The procedure is as follows:
- a robotType (type, configuration of actuators, arms etc) is specified
- with random actuator angles or positions (for rotary or prismatic actuators), forward position and orientation is calculated
- with this position/orientation, the inverse solution(s) are calculated
- the match is tested, primarily the actuator match. Position/Orientation match can also be tested to test for rounding errors or singularity reasons to hinder reachability
- the testing can also be other round, calculating the inverse first and then validating it by calculating foward after it
Additional idea:
- for existing kinematics, take forward/inverse code and compare the results it with Screw/GA code solutions.
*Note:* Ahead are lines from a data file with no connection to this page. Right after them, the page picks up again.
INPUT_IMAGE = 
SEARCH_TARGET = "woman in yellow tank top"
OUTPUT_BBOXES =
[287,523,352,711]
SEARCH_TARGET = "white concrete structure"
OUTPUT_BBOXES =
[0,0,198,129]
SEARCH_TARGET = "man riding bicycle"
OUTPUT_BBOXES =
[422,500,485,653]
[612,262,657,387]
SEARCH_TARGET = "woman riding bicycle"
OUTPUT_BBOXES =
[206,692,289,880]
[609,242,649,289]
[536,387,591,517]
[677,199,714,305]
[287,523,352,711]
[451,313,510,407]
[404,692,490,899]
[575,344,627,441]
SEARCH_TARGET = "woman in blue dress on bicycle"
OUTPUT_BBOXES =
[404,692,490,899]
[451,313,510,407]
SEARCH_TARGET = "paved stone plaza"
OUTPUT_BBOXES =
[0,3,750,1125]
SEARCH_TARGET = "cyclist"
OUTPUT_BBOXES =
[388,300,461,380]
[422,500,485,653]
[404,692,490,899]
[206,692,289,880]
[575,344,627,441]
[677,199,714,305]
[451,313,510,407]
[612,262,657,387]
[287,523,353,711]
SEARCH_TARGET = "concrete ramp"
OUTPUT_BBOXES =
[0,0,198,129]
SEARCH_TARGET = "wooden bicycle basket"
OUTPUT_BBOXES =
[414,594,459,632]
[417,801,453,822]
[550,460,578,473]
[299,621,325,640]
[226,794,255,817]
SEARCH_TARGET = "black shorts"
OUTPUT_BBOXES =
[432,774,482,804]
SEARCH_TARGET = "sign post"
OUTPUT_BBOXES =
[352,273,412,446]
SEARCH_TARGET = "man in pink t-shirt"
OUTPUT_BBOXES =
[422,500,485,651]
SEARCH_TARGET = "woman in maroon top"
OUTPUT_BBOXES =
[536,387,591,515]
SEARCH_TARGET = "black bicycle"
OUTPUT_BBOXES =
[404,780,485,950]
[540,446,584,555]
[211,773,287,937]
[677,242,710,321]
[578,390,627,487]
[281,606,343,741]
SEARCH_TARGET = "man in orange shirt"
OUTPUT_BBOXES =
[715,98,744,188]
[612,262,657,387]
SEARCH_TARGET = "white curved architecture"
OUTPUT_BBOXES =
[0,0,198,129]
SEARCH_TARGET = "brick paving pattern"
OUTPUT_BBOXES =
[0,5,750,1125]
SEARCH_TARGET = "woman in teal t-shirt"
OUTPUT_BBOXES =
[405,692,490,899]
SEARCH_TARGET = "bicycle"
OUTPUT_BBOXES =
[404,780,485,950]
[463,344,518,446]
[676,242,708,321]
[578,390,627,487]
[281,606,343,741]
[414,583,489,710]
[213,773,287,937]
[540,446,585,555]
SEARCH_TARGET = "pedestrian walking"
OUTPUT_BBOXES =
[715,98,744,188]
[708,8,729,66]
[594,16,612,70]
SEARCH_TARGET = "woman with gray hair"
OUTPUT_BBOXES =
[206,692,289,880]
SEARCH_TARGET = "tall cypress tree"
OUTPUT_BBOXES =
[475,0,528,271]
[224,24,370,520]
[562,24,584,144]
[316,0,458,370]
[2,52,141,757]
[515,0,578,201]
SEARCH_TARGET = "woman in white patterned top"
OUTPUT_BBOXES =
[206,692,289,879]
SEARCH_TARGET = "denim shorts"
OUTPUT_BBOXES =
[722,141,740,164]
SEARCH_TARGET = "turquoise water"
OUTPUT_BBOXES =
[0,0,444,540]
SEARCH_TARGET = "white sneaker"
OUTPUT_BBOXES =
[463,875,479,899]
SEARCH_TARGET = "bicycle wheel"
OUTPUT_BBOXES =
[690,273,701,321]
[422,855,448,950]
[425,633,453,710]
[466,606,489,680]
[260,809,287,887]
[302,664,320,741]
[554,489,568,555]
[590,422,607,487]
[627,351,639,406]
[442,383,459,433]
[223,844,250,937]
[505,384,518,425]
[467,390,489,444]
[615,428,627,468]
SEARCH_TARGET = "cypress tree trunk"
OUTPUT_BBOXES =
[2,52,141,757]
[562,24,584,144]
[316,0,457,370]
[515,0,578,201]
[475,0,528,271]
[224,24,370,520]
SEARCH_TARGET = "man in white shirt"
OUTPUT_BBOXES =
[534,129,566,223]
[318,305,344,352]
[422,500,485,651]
Allows to check implementation of options also (tilting parameters etc).
¶ CGA storage
CGA, conformal geometric algebra, uses 32 values for every object (following named 0...31), but not all at the same time and not at the same places. To store and use efficient, the following storage methods are used:
- cgaObject: 1 byte char for object type and 4 byte size_t to bitwise mark which 0...31 values are used for this object. Stored as array, growing if necessary. Object type is numbered by the index number. An enum list will list the object names and properties.
- idx32ToPatt: lookup from 0...32 to the char pattern.
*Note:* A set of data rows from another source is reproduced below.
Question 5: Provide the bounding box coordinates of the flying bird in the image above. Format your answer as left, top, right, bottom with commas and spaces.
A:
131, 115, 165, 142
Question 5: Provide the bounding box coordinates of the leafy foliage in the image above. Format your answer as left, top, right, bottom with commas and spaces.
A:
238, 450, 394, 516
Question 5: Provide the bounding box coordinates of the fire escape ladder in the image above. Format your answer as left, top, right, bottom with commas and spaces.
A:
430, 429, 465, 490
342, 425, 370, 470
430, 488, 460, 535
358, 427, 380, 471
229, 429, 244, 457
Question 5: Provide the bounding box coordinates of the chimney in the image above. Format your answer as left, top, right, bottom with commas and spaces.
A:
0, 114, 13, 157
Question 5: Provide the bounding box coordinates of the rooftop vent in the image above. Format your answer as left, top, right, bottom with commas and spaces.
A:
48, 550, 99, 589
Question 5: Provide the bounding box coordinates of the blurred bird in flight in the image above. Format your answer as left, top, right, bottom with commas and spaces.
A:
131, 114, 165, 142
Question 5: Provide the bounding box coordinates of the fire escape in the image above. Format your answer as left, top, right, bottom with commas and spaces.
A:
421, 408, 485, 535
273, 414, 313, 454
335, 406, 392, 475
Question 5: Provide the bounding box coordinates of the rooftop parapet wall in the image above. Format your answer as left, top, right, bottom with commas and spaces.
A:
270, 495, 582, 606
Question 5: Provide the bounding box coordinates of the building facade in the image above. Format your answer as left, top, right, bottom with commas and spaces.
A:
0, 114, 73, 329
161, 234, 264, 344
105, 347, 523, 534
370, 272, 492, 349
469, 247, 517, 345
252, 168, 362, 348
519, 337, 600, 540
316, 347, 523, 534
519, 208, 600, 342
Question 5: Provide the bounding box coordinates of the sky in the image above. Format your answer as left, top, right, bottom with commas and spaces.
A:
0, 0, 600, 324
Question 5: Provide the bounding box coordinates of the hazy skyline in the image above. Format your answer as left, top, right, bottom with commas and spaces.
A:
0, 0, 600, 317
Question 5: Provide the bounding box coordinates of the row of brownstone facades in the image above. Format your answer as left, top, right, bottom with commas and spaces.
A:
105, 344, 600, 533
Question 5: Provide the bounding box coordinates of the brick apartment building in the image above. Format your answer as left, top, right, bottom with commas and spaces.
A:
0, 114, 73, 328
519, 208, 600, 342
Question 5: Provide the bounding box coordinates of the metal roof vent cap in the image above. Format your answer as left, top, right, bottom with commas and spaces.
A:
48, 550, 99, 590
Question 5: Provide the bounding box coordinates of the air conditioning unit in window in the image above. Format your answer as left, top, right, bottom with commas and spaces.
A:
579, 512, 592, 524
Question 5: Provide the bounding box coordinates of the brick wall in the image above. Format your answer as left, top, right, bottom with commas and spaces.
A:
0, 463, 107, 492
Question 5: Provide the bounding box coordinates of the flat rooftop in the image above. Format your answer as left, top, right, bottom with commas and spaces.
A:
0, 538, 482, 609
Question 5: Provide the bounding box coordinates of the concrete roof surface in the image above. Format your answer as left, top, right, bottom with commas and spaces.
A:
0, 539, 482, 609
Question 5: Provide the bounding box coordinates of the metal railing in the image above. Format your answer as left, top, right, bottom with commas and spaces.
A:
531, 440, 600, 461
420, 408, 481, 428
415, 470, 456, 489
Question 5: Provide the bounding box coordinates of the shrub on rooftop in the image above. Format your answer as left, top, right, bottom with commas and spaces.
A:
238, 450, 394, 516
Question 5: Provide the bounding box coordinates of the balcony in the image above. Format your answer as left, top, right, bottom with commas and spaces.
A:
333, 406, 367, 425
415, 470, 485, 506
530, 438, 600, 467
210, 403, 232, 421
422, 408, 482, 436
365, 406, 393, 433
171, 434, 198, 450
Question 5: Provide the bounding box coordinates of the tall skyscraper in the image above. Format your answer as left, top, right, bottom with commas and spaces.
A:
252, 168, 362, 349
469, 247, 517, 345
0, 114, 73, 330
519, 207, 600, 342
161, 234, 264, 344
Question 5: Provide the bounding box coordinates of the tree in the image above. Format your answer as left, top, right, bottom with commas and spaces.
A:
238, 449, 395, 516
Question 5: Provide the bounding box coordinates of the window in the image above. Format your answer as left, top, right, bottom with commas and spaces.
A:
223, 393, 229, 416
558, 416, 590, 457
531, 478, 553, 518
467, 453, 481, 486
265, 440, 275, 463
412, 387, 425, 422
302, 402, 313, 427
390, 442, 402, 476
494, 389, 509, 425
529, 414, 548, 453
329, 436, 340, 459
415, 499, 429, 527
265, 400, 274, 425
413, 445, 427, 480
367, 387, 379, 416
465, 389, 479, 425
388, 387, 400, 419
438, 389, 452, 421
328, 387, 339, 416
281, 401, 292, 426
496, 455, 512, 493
- pattToIdx32: lookup from int(char-patt), which is 0...32, to the index of 0...32. The normal 0...31 values are stored mirrored to idx32ToPatt, value 32 is used to represent 0.
Patt and idx32 have different orders, hence the lookup-tables: while idx32 is ordered according to the table about blades on the GA page (and is the numbering of Gaalop), pattern is ordered logically as described below.
Gaalop doesn't differ between a 0 result and a scalar result of value 0. The pattern 0b00100000 is added in this firmware for a 0 value, so the code can differentiate between a 0 result and a scalar result of value 0.
Bytes needed: 5 * number of objects/transformations. + 33 + 33. About 200 bytes in total.
- the objects are stored as 1-byte object type and a float array of the used 0...31 values. Example: a point is specified by the cgaObject type 1 and an array of floats for the used values, i. e. 5 values (all 1-blades).
- pattern is stored as bits from right side (LSB-0), starting with e1. The 6th bit marks 0, i. e. no 0...31 pattern result. Example 0b00011001 is e1info with int(patt)=25 and idx=21. 21 means bit position 22 in the 0...31 array of the values of the variable.